Voxray is a config-driven Go server for real-time AI voice agents. A single process handles any number of concurrent connections. Each connection gets its own Transport, Runner, and Pipeline — fully isolated, no shared mutable state between sessions.
Layer Overview
Every request travels through the same vertical stack. The diagram below shows the full path from the CLI entry point down to the external AI provider APIs.
Component Descriptions
HTTP Server — pkg/server
The server layer registers all HTTP routes and handles cross-cutting concerns: authentication, CORS headers, and Prometheus metrics scraping. For each new inbound connection it constructs a Transport and fires the onTransport callback, which builds the Pipeline and starts a Runner goroutine. Route sets vary by runner mode: WebSocket sessions use /ws; SmallWebRTC uses /webrtc/offer; runner-style deployments add /start and /sessions/{id}/api/offer backed by a SessionStore (in-memory by default, Redis for horizontal scale); telephony providers hit POST / for the XML webhook and establish a media stream on /telephony/ws; Daily.co deployments serve GET / as a room redirect with an optional /daily-dialin-webhook for PSTN dial-in.
Transport — pkg/transport
The Transport interface is the only abstraction between the network and the pipeline. It exposes two frame channels (Input() <-chan Frame and Output() chan<- Frame) plus Start(ctx) and Close(). All network details — framing, serialization, reconnection — are encapsulated here. Three production implementations ship out of the box:
websocket.ConnTransport — JSON envelope or binary Protobuf over a WebSocket connection; one reader goroutine and one writer goroutine per connection; optional write coalescing (ws_write_coalesce_ms, ws_write_coalesce_max_frames) to batch small frames and reduce syscalls.

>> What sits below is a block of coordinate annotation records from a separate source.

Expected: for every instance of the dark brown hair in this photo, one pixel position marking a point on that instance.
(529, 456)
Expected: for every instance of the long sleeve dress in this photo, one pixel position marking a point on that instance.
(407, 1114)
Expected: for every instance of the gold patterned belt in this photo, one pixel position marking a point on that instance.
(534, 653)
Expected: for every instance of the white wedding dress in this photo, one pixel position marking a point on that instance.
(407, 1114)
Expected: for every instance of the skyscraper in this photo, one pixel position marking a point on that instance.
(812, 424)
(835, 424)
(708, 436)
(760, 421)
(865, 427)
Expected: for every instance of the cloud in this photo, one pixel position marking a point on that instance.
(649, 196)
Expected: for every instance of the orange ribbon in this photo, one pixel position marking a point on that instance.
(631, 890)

smallwebrtc.Transport — WebRTC data-channel and media-track bridge; one goroutine per inbound track, one for outbound.
- Telephony WebSocket — provider-specific serializers for Twilio, Telnyx, Plivo, and Exotel; the same
Transport interface is exposed to the Runner so no pipeline changes are required when switching providers.

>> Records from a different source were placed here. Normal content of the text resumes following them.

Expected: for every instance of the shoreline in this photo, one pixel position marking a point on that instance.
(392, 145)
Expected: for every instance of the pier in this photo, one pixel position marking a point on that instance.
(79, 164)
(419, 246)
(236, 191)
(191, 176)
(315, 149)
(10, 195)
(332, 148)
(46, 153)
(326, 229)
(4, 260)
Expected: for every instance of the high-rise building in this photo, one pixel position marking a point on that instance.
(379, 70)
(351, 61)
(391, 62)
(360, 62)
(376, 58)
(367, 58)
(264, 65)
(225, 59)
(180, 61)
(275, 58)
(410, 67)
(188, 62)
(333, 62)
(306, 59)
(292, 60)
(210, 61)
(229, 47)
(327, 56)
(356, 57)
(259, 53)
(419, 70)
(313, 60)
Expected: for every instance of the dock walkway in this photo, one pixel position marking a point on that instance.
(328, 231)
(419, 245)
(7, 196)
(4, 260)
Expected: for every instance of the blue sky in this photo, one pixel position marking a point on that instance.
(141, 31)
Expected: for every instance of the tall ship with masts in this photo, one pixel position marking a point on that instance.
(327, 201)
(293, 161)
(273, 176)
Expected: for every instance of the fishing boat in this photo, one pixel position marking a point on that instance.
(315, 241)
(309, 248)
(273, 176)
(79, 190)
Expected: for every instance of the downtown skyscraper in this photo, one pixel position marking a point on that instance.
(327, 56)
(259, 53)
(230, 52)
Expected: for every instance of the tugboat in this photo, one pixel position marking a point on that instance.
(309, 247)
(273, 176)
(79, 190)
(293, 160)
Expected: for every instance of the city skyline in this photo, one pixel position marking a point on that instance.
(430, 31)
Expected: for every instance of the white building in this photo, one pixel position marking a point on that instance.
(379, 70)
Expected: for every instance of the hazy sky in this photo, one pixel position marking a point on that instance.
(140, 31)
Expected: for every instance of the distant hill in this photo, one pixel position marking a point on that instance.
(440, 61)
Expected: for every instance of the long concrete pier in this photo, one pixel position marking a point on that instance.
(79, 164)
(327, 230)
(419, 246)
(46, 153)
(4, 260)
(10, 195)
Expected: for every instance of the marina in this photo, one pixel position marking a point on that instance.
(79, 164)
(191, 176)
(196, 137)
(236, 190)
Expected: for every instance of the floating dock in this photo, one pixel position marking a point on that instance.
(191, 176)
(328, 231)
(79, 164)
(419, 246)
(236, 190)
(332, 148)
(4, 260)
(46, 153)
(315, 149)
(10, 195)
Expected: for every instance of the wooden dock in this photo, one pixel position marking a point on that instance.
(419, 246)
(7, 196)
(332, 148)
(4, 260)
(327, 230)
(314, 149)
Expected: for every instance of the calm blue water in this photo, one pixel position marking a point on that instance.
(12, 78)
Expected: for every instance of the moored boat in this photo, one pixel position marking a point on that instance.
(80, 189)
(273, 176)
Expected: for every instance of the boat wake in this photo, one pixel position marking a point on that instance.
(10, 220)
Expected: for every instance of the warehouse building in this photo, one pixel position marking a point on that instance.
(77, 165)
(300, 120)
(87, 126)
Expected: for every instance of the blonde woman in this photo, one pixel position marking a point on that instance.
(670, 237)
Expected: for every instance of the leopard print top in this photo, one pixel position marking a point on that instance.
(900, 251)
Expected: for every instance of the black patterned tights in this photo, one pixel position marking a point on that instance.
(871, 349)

A memory.Transport is provided for tests and in-process pipelines.
Runner — pkg/pipeline (runner.go)
The Runner owns the goroutine lifecycle for a single session. It spawns two goroutines: a reader that reads frames off Transport.Input and enqueues them into a bounded channel (capacity configurable via pipeline_input_queue_cap, default 256), and a worker that drains that queue and calls Pipeline.Push. Back-pressure is explicit: when the queue is full, the reader blocks rather than allocating unbounded memory. Both goroutines honour context cancellation so shutdown drains cleanly. On startup the Runner calls Pipeline.Setup(ctx) and then pushes a StartFrame; on teardown it calls Pipeline.Cleanup(ctx). Pipeline output frames are forwarded to Transport.Output by the Sink processor at the tail of the chain.
Pipeline — pkg/pipeline (pipeline.go)
The Pipeline holds a linear slice of Processor values linked as a doubly-connected chain (each processor knows its next and prev). Pipeline.Add appends a processor and stitches the links; Pipeline.Link is a convenience wrapper for adding many at once. Pipeline.Push(ctx, frame) calls ProcessFrame on the first processor with direction Downstream; each processor either transforms the frame and calls PushDownstream, or drops it. Frames can also travel Upstream (right to left) — for example, an ErrorFrame generated deep in the chain propagates back toward the source. Pipeline.Setup and Pipeline.Cleanup call the corresponding lifecycle hooks on every processor in order (cleanup runs in reverse). A mutex guards the processor slice so frames can safely be pushed from concurrent goroutines.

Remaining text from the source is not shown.